A new beginning for Bolivia's disabled?
15 May, 2012 | Roisin Mendonca
A group of Bolivia's disabled population has been exposed to a totally unique experience in which heavy medication has been replaced with stimulation and motivation. This distinctive space, a multisensory project run by Para Los Niños (PLN) at a residential centre for disabled people in La Paz, is the first and only treatment of its kind in a state-run home in Bolivia. The concept of multi-sensory treatment, which originated in Holland, is something that is widely used in Europe. It currently seems unlikely, however, that it is something that will be adopted into standard health practice in Bolivia.
At the time of writing this article, groups of disabled Bolivians from all over the country are staging a protest in the capital, La Paz. In many ways, their story is one that is defined by movement: by their march across the country towards the presidential palace; by the greater social and political movement for disabled rights; and indeed, for many, by a lifetime of limited mobility imposed upon them by their disabilities. This complex tale of protest has as its base one fundamental driving force: the desire amongst the people for a better standard of living. Anybody who has interacted with much of Bolivia's disabled population cannot fail to notice, however, the disparity between such aspirations and the day to day reality that they face. The use of innovative treatment such as is used by PLN is undoubtedly progressive. Sadly, the Instituto Departmental de Adaptación Infantil (IDAI) is the only government funded home that boasts these kinds of facilities. Further to this, everything that goes on inside the five treatment rooms is privately financed. Project founder, Siobhan Farrelly believes that work such as that done by PLN should be "encouraged by the government to ensure there are more services to enable the disabled of Bolivia to achieve personal goals at all levels no matter what type of disability they live with."

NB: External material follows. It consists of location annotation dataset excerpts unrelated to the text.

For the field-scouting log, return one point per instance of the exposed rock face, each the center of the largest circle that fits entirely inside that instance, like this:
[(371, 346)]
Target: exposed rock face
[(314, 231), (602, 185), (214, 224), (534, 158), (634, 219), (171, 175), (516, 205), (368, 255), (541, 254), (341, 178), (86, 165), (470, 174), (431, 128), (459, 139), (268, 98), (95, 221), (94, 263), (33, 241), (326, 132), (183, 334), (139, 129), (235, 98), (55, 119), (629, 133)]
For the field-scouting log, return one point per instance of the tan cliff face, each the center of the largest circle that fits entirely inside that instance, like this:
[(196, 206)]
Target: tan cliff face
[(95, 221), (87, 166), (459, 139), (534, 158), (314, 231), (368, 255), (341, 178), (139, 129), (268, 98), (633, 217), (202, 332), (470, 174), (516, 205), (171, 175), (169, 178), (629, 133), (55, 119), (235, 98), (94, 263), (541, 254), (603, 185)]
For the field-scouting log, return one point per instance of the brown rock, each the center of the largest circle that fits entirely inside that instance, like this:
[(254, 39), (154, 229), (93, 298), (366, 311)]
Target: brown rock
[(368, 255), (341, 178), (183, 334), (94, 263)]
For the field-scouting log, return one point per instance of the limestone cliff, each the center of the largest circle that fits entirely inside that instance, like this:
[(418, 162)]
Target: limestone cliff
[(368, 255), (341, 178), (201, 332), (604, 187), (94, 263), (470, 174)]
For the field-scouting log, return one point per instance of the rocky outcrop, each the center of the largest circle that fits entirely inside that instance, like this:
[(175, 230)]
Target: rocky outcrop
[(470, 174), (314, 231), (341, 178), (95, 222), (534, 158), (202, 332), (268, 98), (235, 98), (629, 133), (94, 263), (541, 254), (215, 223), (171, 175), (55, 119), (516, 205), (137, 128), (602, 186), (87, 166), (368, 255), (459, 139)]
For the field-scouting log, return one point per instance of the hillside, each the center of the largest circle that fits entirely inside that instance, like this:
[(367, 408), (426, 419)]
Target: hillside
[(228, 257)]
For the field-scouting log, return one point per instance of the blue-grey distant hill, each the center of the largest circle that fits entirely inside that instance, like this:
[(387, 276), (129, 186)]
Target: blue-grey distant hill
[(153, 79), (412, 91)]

The treatment area, funded through sources in Ireland and Sweden, sees over seventy residents from the IDAI regularly get treated according to a specific programme, which is based on their personal needs. The therapy aims to reduce frustrations amongst the residents of the home and provide spaces within which they can find new ways of expressing themselves. Each of the different rooms boast colored lights, musical instruments, textured walls and a ball pool, amongst other things, designed to make the resident more aware of themselves and their surroundings.
This colorful project appropriately encapsulates the key problems faced by disabled people in Bolivia: it encourages freedom of expression and movement, yet is only able to serve a very small number of people. At a wider level, the basic needs of the disabled population have not been sufficiently addressed, and this is only underscored by the current protests. In addition, local Andean topography provides a natural hurdle to freedom of mobility. Bolivia's capital city La Paz, nestled in the Andes at 3,352 metres, can be particularly restrictive for those with certain physical disabilities. Steep inclines, busy streets and inaccessible buildings are all part of the fabric of the city. Without a full time assistant it is arguably near impossible to navigate the streets here. Farrelly and those at PLN believe that "Bolivia is ready to look at the needs of disabled people differently." Clearly the drive for greater disabled rights has been set in motion; the question remains as to whether the government will respond to the movement in the coming months and years.